ROME (Reuters) - Italian coalition feuding intensified on Tuesday, with the ruling parties at loggerheads over a junior minister embroiled in a corruption scandal as markets began pricing in a possible government collapse.
The leaders of the right-wing League and the anti-establishment 5-Star Movement both said they wanted the alliance to continue, but showed no willingness to compromise over the future of the League official at the center of the graft probe.
Armando Siri, a transport ministry undersecretary and economic adviser to League chief Matteo Salvini, was put under investigation on Thursday for allegedly accepting bribes to promote the interests of renewable energy firms.
Siri’s boss, Transport Minister Danilo Toninelli, who is from 5-Star, stripped him of his responsibilities, prompting an angry reaction from the League.
Long-running bickering between the two parties has intensified ahead of European Parliament elections in May, where they are competing against each other.
“You are guilty when you’re sentenced by a judge, not when you end up in the newspapers,” Salvini told reporters on Tuesday ahead of an evening cabinet meeting, adding that Siri should “absolutely not” resign.
That approach is anathema to 5-Star, which bases its support on a squeaky-clean image and a hard line against corruption.
“Nobody is opening a government crisis, but I cannot accept that that undersecretary remains in office,” 5-Star leader Luigi Di Maio said in a television interview shortly after Salvini’s comments.
Italy’s benchmark 10-year government bond yield jumped to its highest in seven weeks, pushed up by unease over the infighting and an upcoming ratings review.
As ministers arrived at the prime minister’s office it appeared that 5-Star planned to boycott the meeting, which was called to approve a long-delayed package of measures to boost Italy’s sluggish economy.

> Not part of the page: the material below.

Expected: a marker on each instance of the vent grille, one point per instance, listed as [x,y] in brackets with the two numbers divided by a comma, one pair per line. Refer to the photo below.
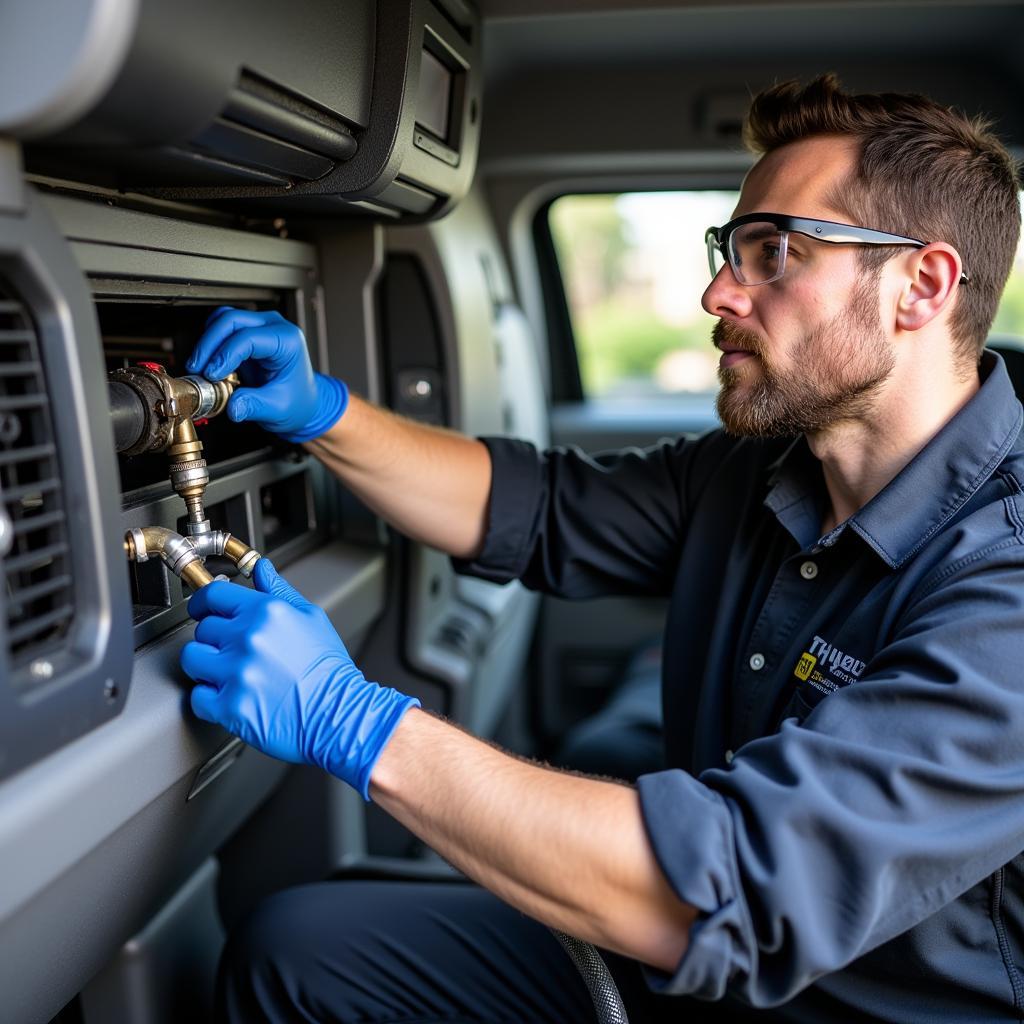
[35,556]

The gathering began with just three of the party’s nine ministers present and without Di Maio, who was pre-recording his TV interview. However, he later joined the meeting and denied his party had thought of staying away in protest.
The row over the corruption probe deflected attention from the so-called “growth decree” intended to help lift the economy out of a shallow recession it fell into at the end of last year.
The package focuses mainly on companies, increasing tax breaks on investments in machinery, cutting property taxes on factories and warehouses and simplifying procedures for public tenders.
The government was due to sign off on the decree almost three weeks ago, but delayed its approval due to disagreements over the details of the measures.
Its approval was thrown into doubt again over the weekend when Salvini threatened to withdraw the League’s backing because it includes a measure to reduce the debt of Rome’s municipal government, which is run by 5-Star.
Salvini said the re-negotiation of Rome’s debt would be discussed separately, but only so long as financial aid was also made available to other municipalities in difficulty, which are run by the League.
At 11 p.m. local time (2100 GMT), the meeting was still ongoing.